Using paint remover won't affect the foam? Obviously I want to keep the foam intact and glued to the side metal panels.

I was thinking using regular detergent and lots of water or any other kind of substance as long as It doesn't destroy the foam.


----------



## basco (Jan 4, 2020)

you really want to wash this and not remove the foam?
i think what you said yourself that if it gets warmer with hardware inside then it will start to smell again.
remove and\or replace foam maybe with a spatula


----------



## suedezu (Jan 4, 2020)

basco said:


> you really want to wash this and not remove the foam?
> i think what you said yourself that if it gets warmer with hardware inside then it will start to smell again.
> remove and\or replace foam maybe with a spatula


No, I don't want to remove the foam. The whole point of this particular kind of case is the sound insulating foam. By removing it it's just another regular PC case.


----------



## basco (Jan 4, 2020)

you could replace the foam
i think less of a job


----------



## silentbogo (Jan 4, 2020)

If the chassis is after fire - you do want to replace that foam. As @basco said, it's going to smell as soon as you put it back into service.
Best way to remove it: acetone or any type of chemical solvent. Just get a lot of it, along with some sort of spatula, and perform the procedure outside the house, unless you are into getting high on chemicals )))
BTW, just a regular black packing foam works just as well as that fancy stuff that's in FD or CM cases. Alternatively, you can get an off-brand sound-absorbing foam for speakers (which is what PC case manufacturers actually use, cause it's dirt-cheap). Just found a local store that sells it for around $2.5 for a 50x50cm panel w/ 30mm thickness, or somewhere around $1.50 for a 20mm thick 45x45cm panel.


----------



## Vario (Jan 4, 2020)

Wait until summer, leave the case panel outside in the heat and sun for a few days, might break down a bit but the sunlight will remove odor.


----------



## freeagent (Jan 4, 2020)

I think you have a Define, not a Meshify. Meshify doesn't have any sound dampening. While my Define R4 and my Define C Mini TG does. You can try to soak it in soapy water and clean and rinse it as best you can, but I don't think you are going to get those sheets out in one piece. There might be a commercially available chemical that can eat the odor too, but I don't know.. I would try what Vario said. Its cheap and easy.


----------



## basco (Jan 4, 2020)

25% vinegar is very good at removing odor








						Surig Essig Essenz Vinegar, Concentrated 25 percent Acid, 13 fl.oz.
					

Surig Essig Essenz Vinegar - Concentrated 25 % Acid, in plastic bottle. This German vinegar is concentrated with 25% spirit vinegar and is used for pickling herring and vegetables. When diluted with wine, champagne, or sherry instead of water, it makes a delicious dressing for the perfect...

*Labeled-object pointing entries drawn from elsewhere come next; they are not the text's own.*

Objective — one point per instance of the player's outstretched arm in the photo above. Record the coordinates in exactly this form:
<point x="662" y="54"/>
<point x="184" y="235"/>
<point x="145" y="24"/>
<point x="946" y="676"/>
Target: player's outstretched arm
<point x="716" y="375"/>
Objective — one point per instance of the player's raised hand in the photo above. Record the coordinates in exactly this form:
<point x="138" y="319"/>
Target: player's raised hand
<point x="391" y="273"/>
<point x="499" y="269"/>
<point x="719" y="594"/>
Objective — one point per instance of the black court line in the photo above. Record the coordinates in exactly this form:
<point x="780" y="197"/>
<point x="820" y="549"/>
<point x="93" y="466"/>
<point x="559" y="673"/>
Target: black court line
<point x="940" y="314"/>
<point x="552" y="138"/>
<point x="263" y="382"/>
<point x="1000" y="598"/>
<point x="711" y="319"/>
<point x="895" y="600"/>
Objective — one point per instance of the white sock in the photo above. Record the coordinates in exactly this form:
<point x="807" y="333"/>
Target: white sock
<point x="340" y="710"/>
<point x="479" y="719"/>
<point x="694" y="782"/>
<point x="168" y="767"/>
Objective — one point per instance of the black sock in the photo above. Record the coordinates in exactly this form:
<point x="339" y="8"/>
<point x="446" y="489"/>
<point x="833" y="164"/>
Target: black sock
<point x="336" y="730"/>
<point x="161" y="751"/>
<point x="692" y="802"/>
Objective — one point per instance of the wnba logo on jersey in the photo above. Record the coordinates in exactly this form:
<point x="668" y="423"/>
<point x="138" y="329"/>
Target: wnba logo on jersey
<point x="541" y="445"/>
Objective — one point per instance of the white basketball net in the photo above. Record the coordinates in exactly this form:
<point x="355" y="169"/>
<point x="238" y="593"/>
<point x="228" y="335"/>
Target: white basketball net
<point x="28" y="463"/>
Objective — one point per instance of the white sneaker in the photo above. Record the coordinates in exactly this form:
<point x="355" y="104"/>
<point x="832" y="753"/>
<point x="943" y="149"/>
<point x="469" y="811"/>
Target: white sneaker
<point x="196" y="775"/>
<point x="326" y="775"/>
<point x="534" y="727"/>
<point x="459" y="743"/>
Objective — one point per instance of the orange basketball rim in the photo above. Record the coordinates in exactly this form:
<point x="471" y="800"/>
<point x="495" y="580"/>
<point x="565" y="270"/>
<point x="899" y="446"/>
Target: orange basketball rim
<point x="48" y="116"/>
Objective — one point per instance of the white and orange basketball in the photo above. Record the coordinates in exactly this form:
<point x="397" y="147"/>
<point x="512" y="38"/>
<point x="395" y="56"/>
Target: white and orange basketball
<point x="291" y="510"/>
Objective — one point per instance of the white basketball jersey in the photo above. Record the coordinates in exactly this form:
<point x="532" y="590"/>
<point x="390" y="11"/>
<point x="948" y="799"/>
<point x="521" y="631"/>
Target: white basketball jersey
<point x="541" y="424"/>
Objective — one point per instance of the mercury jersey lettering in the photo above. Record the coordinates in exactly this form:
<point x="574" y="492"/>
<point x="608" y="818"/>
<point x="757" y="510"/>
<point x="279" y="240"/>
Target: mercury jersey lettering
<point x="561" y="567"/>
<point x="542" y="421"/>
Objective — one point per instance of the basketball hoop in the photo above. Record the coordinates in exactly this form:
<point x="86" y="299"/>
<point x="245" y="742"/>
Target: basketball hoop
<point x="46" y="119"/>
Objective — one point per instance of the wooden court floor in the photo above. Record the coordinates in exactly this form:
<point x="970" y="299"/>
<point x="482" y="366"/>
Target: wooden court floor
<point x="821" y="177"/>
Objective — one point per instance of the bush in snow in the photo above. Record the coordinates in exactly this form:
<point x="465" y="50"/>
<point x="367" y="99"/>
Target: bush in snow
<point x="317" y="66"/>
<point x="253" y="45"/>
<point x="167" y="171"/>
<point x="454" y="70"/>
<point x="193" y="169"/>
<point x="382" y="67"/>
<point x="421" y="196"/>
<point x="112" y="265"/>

					www.parthenonfoods.com


----------



## freeagent (Jan 4, 2020)

Oh yeah, my mom uses vinegar to clean, that stuff is brutal lol. Makes your lungs burn. That should do it.


----------



## silentbogo (Jan 4, 2020)

basco said:


> 25% vinegar is very good at removing odor


More like replacing burnt odor with a smell of cat piss )))


----------



## EsaT (Jan 4, 2020)

suedezu said:


> No, I don't want to remove the foam. The whole point of this particular kind of case is the sound insulating foam. By removing it it's just another regular PC case.


You can replace it with bitumen etc acoustic mass sheets.
Those should be cheaply available for car acoustics.

And they're not foams.
Those cosmetic scams used by some cases lack mass to damp vibrations of case panels/block airborne sound.




freeagent said:


> Oh yeah, my mom uses vinegar to clean, that stuff is brutal lol. Makes your lungs burn. That should do it.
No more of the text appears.